Então era isso: era Maria Antônia e mais ninguém. Nossa. Dá um desespero pensar nisso. Ficar, assim, tão sozinha. Não ter ninguém para dividir as barras. Não saber nem por onde começar. Quem está dentro do turbilhão é sempre a pior pessoa para achar a saída. Por que a Pri tinha que viajar logo agora? Logo no meio da crise? Será que Antônia não agüentaria mais um pouco? Não, isso não. Só em pensar em voltar para aquela redação dá calafrios e ânsia de vômito.
Mas como sobreviver? Bem, um tempo, alguns meses, Maria consegue segurar. Tem o FGTS, as férias vencidas (15 meses trabalhando direta, que nem uma maluca!), algumas economias... Também, nunca dava tempo para sair. E quando dava, Maria Antônia estava tão cansada que ela queria só ficar em casa, vendo um filme na TV e dormindo antes do final. Isso realmente não era vida.
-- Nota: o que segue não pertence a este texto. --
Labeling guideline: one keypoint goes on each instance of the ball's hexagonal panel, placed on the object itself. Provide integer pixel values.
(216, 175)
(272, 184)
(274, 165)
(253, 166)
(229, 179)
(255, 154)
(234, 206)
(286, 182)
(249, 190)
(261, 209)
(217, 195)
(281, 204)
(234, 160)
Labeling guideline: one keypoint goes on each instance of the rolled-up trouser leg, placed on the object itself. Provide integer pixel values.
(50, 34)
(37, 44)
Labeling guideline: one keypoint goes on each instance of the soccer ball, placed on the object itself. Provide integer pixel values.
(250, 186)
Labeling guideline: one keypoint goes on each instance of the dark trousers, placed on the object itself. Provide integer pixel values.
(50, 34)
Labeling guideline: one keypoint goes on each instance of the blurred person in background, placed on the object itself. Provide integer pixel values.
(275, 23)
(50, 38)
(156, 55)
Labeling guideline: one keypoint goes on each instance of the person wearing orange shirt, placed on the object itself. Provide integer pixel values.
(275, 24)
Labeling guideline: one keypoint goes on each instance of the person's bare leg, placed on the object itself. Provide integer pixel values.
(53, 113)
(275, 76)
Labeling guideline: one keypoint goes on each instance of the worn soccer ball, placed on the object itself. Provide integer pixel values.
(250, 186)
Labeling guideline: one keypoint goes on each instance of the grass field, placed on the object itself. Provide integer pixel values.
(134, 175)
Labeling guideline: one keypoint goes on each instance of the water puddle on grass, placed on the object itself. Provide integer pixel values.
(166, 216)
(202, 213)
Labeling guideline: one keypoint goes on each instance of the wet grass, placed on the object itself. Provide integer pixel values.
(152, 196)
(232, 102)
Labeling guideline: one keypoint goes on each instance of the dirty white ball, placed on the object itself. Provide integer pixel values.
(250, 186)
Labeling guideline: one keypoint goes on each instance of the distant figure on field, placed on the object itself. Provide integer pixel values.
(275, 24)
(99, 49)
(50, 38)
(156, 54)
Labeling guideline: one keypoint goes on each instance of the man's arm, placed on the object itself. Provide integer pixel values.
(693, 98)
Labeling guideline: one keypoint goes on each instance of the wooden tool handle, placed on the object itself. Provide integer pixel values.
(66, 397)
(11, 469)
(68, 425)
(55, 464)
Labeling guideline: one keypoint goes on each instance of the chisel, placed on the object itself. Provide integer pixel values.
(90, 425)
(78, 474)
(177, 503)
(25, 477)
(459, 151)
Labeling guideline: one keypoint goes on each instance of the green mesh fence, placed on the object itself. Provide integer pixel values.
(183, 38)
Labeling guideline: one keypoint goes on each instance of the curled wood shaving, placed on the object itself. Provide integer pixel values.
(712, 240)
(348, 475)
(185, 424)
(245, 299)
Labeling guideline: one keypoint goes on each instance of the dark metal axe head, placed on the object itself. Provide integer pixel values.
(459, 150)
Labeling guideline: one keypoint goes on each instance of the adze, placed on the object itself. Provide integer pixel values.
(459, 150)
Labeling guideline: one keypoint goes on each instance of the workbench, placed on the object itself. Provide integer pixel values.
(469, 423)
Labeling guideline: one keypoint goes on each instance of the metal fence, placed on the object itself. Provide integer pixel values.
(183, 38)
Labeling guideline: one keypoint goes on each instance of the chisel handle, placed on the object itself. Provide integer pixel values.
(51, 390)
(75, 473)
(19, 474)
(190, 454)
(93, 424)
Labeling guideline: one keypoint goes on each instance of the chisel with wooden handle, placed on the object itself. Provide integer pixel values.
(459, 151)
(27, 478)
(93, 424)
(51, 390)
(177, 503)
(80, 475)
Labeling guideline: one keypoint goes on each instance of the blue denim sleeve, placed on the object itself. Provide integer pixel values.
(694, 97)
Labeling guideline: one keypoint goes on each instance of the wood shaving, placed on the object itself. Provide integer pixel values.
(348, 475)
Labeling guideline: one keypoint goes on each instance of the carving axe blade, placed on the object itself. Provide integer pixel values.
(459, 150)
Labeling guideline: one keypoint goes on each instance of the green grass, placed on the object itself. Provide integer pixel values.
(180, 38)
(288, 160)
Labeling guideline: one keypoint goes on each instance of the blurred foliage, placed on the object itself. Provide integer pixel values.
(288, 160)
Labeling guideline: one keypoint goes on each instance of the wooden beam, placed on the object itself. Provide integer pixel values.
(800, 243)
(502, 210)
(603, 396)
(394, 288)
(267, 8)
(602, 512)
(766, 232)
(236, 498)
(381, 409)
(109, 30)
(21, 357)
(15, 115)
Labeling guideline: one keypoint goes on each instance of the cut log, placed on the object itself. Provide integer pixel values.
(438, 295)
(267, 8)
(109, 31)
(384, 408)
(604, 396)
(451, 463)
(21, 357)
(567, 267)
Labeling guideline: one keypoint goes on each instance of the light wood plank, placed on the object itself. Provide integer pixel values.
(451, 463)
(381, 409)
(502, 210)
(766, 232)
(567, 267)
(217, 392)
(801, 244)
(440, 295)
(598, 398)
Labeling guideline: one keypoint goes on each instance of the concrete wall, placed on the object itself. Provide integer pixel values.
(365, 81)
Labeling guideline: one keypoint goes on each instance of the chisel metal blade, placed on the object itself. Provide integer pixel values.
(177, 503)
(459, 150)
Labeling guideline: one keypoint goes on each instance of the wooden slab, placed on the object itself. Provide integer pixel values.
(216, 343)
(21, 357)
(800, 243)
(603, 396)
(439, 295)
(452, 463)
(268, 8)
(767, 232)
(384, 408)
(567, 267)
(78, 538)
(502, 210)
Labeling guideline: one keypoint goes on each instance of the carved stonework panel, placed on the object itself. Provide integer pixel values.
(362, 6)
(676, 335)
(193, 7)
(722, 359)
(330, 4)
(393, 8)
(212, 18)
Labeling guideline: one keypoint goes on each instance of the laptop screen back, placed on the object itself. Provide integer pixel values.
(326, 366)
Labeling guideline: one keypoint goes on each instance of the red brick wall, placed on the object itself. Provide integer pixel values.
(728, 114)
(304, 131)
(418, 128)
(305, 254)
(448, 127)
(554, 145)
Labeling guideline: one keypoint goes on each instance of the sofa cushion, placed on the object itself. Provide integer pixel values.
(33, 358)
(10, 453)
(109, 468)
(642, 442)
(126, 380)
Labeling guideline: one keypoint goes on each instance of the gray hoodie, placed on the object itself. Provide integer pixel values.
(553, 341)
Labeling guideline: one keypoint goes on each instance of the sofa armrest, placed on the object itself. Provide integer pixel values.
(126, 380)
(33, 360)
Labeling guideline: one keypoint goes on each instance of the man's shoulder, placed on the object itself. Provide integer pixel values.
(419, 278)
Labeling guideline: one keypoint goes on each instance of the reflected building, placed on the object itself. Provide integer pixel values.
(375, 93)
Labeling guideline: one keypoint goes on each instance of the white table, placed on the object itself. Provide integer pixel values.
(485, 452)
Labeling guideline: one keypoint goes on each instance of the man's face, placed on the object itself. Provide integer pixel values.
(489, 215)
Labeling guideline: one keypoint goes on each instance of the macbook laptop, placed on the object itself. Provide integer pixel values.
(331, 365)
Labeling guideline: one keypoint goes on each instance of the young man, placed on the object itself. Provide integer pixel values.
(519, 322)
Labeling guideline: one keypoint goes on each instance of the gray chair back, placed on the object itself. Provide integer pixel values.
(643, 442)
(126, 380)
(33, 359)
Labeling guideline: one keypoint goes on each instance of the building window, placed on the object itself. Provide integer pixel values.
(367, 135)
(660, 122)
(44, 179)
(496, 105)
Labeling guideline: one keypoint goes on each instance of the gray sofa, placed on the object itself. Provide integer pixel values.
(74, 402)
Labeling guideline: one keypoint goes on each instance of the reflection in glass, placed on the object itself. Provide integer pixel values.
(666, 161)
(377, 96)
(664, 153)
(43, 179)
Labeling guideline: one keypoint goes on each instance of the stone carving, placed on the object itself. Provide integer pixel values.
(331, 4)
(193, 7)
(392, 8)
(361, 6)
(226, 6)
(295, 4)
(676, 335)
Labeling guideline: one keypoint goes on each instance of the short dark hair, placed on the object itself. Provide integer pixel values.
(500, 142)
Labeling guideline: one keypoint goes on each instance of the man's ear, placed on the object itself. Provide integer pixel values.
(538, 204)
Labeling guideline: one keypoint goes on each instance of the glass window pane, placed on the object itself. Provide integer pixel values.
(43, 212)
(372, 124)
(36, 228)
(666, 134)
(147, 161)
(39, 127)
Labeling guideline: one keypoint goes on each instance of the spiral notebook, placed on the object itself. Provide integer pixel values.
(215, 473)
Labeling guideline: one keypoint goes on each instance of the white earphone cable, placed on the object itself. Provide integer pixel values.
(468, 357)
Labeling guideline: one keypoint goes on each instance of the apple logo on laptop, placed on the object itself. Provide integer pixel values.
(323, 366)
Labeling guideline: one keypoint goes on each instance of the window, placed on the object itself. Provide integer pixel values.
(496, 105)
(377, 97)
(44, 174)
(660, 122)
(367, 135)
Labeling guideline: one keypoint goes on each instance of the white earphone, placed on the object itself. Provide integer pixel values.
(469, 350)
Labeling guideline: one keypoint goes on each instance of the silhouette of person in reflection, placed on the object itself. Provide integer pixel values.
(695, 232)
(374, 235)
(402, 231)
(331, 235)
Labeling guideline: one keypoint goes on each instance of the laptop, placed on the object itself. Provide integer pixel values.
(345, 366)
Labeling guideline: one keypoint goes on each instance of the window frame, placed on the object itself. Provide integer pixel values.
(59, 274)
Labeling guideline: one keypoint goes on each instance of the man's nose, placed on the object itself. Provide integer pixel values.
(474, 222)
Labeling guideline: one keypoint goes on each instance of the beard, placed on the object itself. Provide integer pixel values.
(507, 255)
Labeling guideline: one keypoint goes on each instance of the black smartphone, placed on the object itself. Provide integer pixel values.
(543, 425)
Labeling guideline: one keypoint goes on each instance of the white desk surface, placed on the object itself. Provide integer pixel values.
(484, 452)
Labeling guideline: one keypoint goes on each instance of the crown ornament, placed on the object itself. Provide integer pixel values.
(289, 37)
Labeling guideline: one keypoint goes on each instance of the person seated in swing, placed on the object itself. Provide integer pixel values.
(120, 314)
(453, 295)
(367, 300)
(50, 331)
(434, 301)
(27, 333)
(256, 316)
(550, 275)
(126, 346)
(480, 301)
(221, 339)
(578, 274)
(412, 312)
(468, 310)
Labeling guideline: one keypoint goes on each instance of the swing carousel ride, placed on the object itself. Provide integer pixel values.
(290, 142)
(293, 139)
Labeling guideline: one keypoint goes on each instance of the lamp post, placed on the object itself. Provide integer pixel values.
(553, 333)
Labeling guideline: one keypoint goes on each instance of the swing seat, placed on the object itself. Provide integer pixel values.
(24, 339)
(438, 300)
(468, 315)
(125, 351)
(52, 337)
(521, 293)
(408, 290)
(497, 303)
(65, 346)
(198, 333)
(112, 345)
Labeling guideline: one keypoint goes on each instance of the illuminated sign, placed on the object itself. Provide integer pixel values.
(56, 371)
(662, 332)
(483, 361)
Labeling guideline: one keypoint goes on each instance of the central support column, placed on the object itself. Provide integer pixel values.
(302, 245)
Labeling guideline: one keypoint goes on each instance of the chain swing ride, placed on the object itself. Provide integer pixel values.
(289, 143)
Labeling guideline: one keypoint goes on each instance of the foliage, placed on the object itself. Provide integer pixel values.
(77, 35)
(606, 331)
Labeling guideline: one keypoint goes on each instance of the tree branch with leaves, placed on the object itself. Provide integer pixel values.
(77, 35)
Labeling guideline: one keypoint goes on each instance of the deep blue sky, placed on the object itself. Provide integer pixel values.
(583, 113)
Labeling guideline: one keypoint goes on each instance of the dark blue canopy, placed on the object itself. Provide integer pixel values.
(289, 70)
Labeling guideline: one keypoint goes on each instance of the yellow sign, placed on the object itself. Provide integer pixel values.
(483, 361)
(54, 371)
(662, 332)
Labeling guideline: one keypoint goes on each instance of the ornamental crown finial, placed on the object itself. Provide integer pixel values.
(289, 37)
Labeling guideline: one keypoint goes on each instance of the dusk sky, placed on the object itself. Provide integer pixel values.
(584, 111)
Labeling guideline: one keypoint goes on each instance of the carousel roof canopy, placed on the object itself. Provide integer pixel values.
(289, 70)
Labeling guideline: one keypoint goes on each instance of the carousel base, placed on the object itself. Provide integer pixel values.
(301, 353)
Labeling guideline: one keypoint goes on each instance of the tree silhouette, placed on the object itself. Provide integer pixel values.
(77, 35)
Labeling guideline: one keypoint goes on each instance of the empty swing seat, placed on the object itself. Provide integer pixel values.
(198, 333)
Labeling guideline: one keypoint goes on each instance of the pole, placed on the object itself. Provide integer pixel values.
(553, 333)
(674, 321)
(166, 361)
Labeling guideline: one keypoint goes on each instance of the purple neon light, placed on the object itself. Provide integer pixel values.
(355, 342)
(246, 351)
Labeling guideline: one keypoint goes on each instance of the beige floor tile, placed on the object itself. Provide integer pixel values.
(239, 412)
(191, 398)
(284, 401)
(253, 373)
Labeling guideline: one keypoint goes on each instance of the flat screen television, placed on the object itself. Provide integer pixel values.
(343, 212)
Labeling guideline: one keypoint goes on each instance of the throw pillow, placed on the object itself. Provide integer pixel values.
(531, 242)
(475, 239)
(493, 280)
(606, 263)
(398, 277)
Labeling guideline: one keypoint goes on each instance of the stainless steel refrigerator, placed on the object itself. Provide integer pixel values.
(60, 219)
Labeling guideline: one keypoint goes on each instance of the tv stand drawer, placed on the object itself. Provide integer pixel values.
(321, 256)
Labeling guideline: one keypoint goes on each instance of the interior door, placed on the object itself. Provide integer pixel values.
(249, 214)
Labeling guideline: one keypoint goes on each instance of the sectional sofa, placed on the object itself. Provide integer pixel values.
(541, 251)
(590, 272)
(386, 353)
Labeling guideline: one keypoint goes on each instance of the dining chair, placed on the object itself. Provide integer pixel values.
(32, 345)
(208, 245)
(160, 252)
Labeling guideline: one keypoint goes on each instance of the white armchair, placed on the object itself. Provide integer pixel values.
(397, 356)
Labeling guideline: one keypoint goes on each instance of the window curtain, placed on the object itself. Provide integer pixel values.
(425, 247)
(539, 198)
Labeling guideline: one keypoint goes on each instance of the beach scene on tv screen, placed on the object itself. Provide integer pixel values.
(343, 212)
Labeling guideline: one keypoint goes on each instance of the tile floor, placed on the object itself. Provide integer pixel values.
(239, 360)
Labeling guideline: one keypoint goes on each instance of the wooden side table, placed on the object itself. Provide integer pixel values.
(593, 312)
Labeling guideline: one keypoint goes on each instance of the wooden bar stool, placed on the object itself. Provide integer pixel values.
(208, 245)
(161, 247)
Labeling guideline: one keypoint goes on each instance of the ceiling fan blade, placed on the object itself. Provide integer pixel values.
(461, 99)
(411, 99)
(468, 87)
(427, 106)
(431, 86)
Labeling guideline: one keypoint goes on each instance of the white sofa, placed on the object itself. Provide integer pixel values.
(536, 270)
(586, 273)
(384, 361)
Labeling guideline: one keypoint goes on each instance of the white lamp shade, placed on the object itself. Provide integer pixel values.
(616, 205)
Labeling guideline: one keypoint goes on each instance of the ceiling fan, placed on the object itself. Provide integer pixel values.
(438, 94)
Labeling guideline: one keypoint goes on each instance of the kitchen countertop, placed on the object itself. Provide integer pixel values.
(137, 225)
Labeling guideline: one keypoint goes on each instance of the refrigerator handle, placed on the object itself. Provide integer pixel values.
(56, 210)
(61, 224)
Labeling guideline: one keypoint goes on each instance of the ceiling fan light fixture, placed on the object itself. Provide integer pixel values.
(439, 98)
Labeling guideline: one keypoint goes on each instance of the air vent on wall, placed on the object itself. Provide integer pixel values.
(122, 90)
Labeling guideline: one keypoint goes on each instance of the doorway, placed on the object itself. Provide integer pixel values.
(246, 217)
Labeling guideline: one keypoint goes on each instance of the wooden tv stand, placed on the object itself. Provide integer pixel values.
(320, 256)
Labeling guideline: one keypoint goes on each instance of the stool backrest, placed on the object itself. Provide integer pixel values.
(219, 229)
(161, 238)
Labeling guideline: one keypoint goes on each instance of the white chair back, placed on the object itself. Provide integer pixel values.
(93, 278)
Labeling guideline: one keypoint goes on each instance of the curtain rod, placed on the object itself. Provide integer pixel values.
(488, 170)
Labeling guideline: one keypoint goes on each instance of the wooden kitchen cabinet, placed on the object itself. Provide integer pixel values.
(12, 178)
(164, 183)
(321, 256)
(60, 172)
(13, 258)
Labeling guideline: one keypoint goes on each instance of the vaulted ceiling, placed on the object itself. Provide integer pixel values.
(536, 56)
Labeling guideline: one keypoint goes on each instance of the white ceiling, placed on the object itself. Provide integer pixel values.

Maria Antônia foi meditar: o que realmente consistia o seu trabalho? Colocar, arranjar gente, das mais diferentes espécies, para aparecer na TV. E como isso era difícil, nossa. Pode até parece inacreditável, como assim, né, como assim não querem aparecer na televisão? Mas não é tão simples como parece. Porque o Gilberto sempre queria um sujeito tão específico, sei lá, um tenista destro que gosta de roupas azuis, e onde é que você vai achar um tenista destro que gosta de roupas azuis? Putz, isso era um saco. Mas até que dava para passar quando se conseguia. E ela já sabia até os macetes, então era suportável. O pior mesmo era agüentar o muito barulho dos repórteres por nada, o chilique do Gilberto porque não há o tal jogador de tênis destro, mas canhoto, e porque ninguém valorizava o seu trabalho, aquilo que você acreditava, que ficava horas a mais para deixar perfeitinho. Por que ninguém lia o que você escrevia? Será que os textos eram extensos? Bem, não importa. Nunca mais Maria Antônia Gomez Tremonti vai escrever uma pauta de TV.
Além disso, o que mais Antônia fazia? Bem, ela tinha projetos específicos e... Peraí... Peraí... E se... Será?... Mas, e se... CLARO! Por que não? Por que não criar uma agência de personagens? Por que não fornecer essa matéria-prima para as TVs do país inteiro? Os contatos, ela tem. Os meios de conseguir as pessoas mais esdrúxulas, ela sabe. Para ganhar dinheiro é um pulo. Ela cria um banco de dados, armazena cada uma das personagens, com dados pessoais e também as características mais marcantes que podem render alguma coisa. Olhar clínico, ela também tem. Promete para cada um deles a possibilidade de aparecer na televisão, quem é que não gostaria?, e cobra uma mensalidade mixuruca, só para manter o cadastro. Ela ganha no varejo. Não ia enganar ninguém e tornaria a vida dos coleguinhas muito mais fácil. Era um trabalho justo, ético, nobre como outro qualquer...
E foi assim que nasceu a primeira agência de personagens para fins jornalísticos.